Hello people,

I have to calculate KaKs ratio. Here is what I have: 1. Assembled transcripts (using trinity) 2. 100 genes sequences of a specific gene family 3. 80 protein sequences from the before mentioned genes.

Q1: How do I make the dataset for phylogenetic tree ? Should I mix the 1. (of course transcripts that mapped to sequences in 1. ) and 2. OR should I take only the sequences from 1. that mapped to sequences in 2.

Q2: How do I calculate KaKs using my transcript sequences(1.) and reference protein sequence(3.) ?

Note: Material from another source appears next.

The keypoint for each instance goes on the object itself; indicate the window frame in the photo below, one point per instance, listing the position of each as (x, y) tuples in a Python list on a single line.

I have studied the PAML-PAL2NAL and MEGA5 pipeline and they perform multiple sequence alignment between same type of sequences(i.e. either mrna or proteins), which is where my case differs !!! Should I convert the selected transcripts from 1. to protein then perform msa ????

Any suggestion is highly valued and Thanks in advance

1) Convert all your transcripts to protein

2) Do a multiple sequence alignment of your protein sequences

3) Use PAL2NAL to convert your protein alignment to a codon alignment using the original transcripts

4) Use you codon alignment to produce a maximum likelihood tree

5) Use your codon alignment and your ML tree in PAML to obtain the KaKs ratio

Keep in mind that the better your sequence sampling, the more robust the results will be.

@Joseph Hughes..Thank you sir...clear instruction, very helpful !!!